Tanner v. Bayview, Case No. 5D14-3746 (5th DCA 8/14/15)   Third persons whose rights or interests are adversely affected have standing to contest a foreclosure action and Plaintiff to present its case at trial.   Consent FJ thus improper and not binding on junior lienors. 

Assil v. Aurora Loan, Case No. 4D14-2257 (4th DCA 8/12/15)   Bank failed to prove standing as nonholder in possession by relying on a letter notifying of transfer of servicing rights; not a servicing agreement that proved Aurora had the right to enforce when it filed the action and had claimed Note was lost in first complaint, with 3 amendments of varying allegations.

Onewest v. Cummings, Case No. 2D14-2397 (2d DCA 8/12/15) Dismissal reversed, Bank had standing.   A plaintiff who is not original lender may establish standing by submitting note with blank or special endorsement, assignment or affidavit proving status as holder at time the complaint was filed. 

Balch v. Lasalle Bank, Case No. 4D14-2057 (4th DCA 8/4/15 on rehearing) Standing not proven through an assignment executed after complaint was filed and by MERS who was not even a party to the PSA and there was no evidence indicating when the indorsement was placed on the note. 

Citi v. Turner, Case No. 1D14-1137 (1st DCA 8/4/15) The plain language of the mortgage unambiguously gave the bank a security interest in the entire property, the Court erred in concluding bank not entitled to foreclosure ½ interest.   Contracts must be interpreted and enforced in accordance with their meaning and in rational manner.

Snowden v.
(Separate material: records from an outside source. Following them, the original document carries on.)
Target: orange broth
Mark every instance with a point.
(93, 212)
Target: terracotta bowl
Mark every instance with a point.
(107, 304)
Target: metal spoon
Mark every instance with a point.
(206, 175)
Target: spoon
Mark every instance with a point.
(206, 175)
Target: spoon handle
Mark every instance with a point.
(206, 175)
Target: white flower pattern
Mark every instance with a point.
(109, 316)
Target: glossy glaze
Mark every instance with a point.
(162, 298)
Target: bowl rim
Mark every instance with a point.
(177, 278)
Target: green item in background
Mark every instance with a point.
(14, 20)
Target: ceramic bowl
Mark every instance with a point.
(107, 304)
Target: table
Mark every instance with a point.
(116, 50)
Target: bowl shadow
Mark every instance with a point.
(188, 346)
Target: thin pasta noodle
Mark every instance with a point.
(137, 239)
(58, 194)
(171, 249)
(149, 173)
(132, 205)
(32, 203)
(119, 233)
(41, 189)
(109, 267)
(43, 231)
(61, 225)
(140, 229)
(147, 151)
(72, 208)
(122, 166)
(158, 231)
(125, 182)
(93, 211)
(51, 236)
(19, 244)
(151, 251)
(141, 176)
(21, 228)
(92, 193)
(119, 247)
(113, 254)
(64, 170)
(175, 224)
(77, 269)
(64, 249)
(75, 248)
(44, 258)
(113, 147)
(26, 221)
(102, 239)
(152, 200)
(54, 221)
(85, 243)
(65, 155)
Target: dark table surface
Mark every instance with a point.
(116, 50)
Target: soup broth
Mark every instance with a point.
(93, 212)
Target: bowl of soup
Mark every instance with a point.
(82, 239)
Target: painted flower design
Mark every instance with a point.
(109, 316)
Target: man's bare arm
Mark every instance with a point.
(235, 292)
Wells Fargo, Case No. 1D14-2529 (1st DCA 8/4/15) Without a transcript, appellate courts presume the trial court’s judgment was based on evidence adduced at the hearing.

 

 

Carol A. Lawson, Esq., 28870 U.S. Hwy 19 #300, Hodusa Towers, Clearwater, FL 33761

Phone: (727) 410-2705;   email: calh@gate.net

 Clearwater Bankruptcy Attorney, Clearwater Bankruptcy Lawyer, Clearwater Bankruptcy, Clearwater Estate Planning Attorney,  Pinellas Estate Planning Attorney, Pinellas Probate Attorney #FileLocallyDontOverpay #ClearwaterBankruptcy #ClearwaterBankruptcyAttorney #ClearwaterEstatePlanning #ClearwaterProbate

 

SUE OR BE SUED CLAUSE

The Ninth Circuit Court of Appeals  held that Federal National Mortgage Association’s (“Fannie Mae”) federal corporate charter confers federal question jurisdiction over claims brought by or against Fannie Mae.
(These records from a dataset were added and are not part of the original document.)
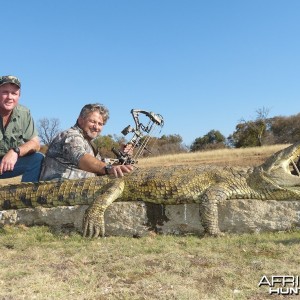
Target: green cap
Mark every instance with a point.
(10, 79)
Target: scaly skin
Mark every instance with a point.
(206, 185)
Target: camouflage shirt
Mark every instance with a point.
(63, 155)
(19, 130)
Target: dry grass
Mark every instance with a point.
(235, 157)
(38, 264)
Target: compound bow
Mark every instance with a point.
(141, 136)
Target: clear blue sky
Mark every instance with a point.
(203, 65)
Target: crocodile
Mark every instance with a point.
(207, 185)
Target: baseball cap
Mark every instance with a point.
(10, 79)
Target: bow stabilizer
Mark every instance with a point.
(142, 134)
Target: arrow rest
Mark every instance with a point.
(142, 134)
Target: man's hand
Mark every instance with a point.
(8, 161)
(119, 170)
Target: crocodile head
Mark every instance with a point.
(279, 173)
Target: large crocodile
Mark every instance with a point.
(206, 185)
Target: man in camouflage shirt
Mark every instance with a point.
(19, 141)
(72, 155)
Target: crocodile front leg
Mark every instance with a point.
(93, 221)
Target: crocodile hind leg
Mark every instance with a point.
(209, 211)
(93, 221)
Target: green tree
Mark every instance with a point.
(214, 139)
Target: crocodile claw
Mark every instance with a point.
(93, 223)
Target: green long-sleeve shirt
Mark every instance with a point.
(19, 130)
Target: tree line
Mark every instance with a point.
(252, 133)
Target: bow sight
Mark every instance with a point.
(141, 136)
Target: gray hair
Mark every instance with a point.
(88, 108)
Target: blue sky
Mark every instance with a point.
(202, 65)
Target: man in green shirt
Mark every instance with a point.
(19, 140)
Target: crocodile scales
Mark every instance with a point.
(206, 185)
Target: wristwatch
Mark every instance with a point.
(17, 150)
(107, 169)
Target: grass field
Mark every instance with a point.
(36, 263)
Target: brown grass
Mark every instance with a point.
(36, 263)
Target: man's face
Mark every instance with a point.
(9, 96)
(92, 124)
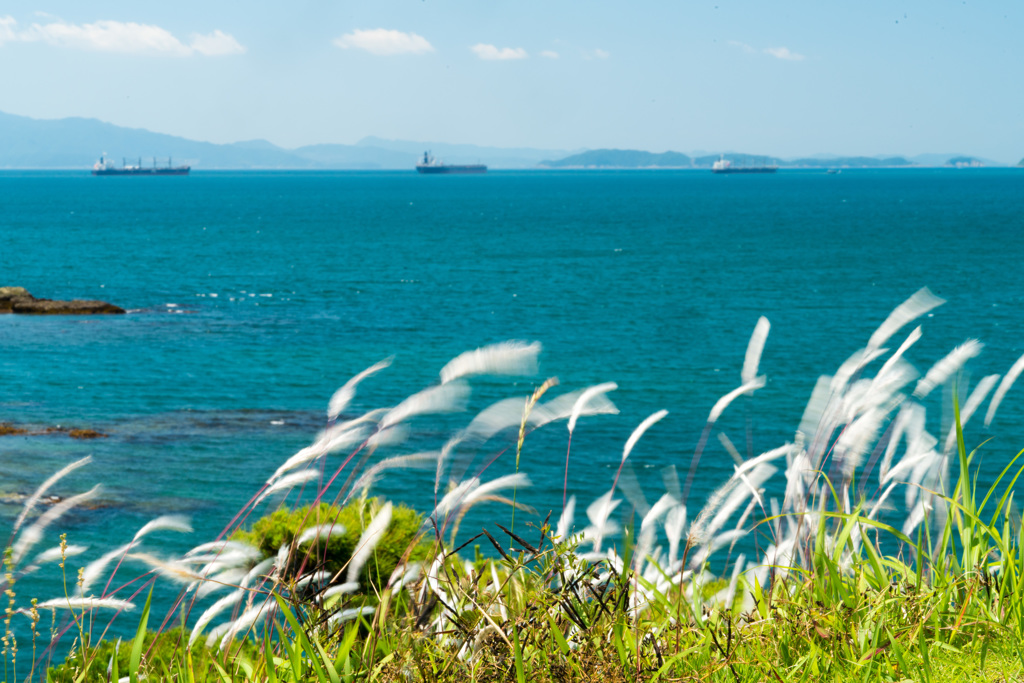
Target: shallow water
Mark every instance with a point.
(254, 296)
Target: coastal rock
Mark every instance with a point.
(18, 300)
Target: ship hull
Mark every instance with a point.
(752, 169)
(179, 170)
(438, 169)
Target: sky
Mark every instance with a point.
(775, 78)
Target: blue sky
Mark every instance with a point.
(779, 78)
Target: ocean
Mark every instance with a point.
(253, 296)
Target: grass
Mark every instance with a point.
(842, 585)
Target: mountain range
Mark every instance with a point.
(77, 143)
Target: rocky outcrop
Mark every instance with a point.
(18, 300)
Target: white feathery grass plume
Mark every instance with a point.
(350, 613)
(910, 340)
(920, 303)
(519, 479)
(638, 432)
(664, 504)
(54, 554)
(369, 478)
(176, 571)
(585, 398)
(31, 502)
(86, 603)
(675, 526)
(343, 396)
(220, 581)
(973, 401)
(754, 350)
(1005, 385)
(341, 589)
(561, 408)
(320, 532)
(220, 605)
(442, 458)
(765, 457)
(286, 482)
(32, 535)
(723, 402)
(511, 357)
(333, 438)
(441, 398)
(565, 519)
(856, 438)
(371, 537)
(942, 370)
(178, 523)
(505, 414)
(95, 568)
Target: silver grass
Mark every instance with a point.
(639, 431)
(350, 613)
(565, 519)
(675, 526)
(54, 554)
(94, 569)
(723, 402)
(220, 605)
(942, 370)
(341, 589)
(368, 478)
(442, 398)
(442, 458)
(973, 401)
(286, 482)
(178, 523)
(320, 532)
(560, 408)
(32, 535)
(754, 350)
(519, 479)
(920, 303)
(1005, 385)
(511, 357)
(86, 603)
(333, 438)
(585, 398)
(371, 537)
(31, 502)
(343, 396)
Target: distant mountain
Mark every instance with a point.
(77, 143)
(622, 159)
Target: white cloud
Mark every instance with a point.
(124, 37)
(783, 53)
(491, 52)
(384, 42)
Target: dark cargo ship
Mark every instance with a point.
(104, 167)
(725, 166)
(431, 165)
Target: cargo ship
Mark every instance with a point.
(104, 167)
(725, 166)
(431, 165)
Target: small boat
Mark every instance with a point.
(431, 165)
(104, 167)
(725, 166)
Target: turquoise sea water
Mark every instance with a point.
(253, 296)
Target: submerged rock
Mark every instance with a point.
(18, 300)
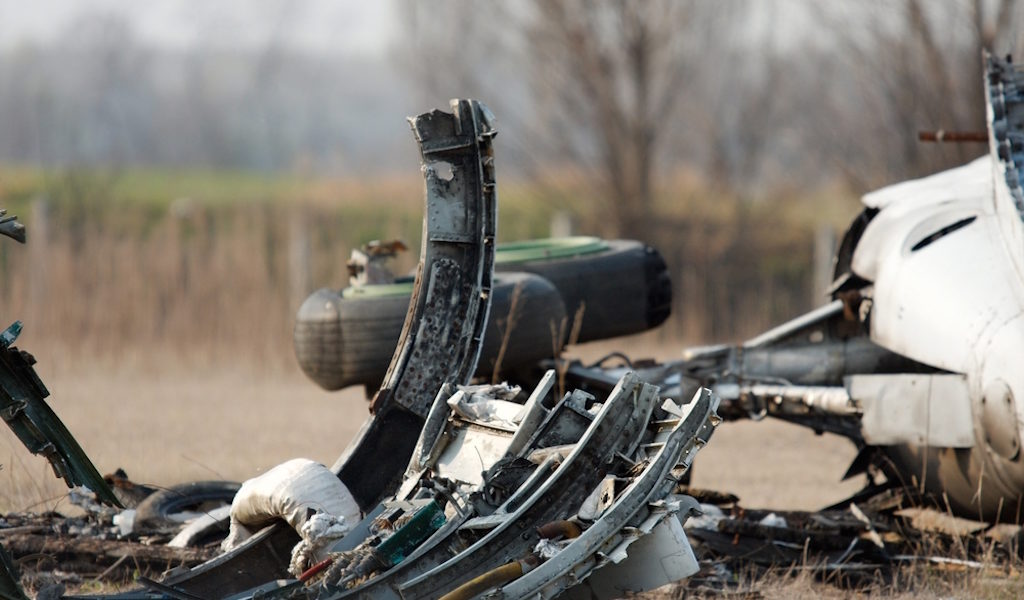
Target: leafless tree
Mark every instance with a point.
(609, 78)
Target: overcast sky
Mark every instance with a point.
(351, 27)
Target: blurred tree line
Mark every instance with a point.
(723, 133)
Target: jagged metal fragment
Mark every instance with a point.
(24, 410)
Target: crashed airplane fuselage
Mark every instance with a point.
(918, 356)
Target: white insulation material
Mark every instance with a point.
(291, 491)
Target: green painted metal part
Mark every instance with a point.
(24, 409)
(510, 253)
(517, 252)
(426, 520)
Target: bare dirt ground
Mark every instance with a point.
(166, 423)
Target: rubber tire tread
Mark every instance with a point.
(340, 342)
(623, 290)
(155, 511)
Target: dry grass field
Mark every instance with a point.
(168, 418)
(166, 421)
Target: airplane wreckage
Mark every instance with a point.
(459, 489)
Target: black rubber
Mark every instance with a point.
(343, 341)
(159, 509)
(623, 290)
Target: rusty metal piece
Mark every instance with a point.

The Ninth Circuit  held that under the rule announced in American National Red Cross v. S.G., 505 U.S. 247 (1992), Fannie Mae’s federal charter confers federal question jurisdiction over claims brought by or against Fannie Mae. The sue-and-be-sued clause in Fannie Mae’s charter authorizes Fannie Mae “to sue and be sued, and to complain and to defend, in any court of competent jurisdiction, State or Federal.” 12 U.S.C. §1723a(a).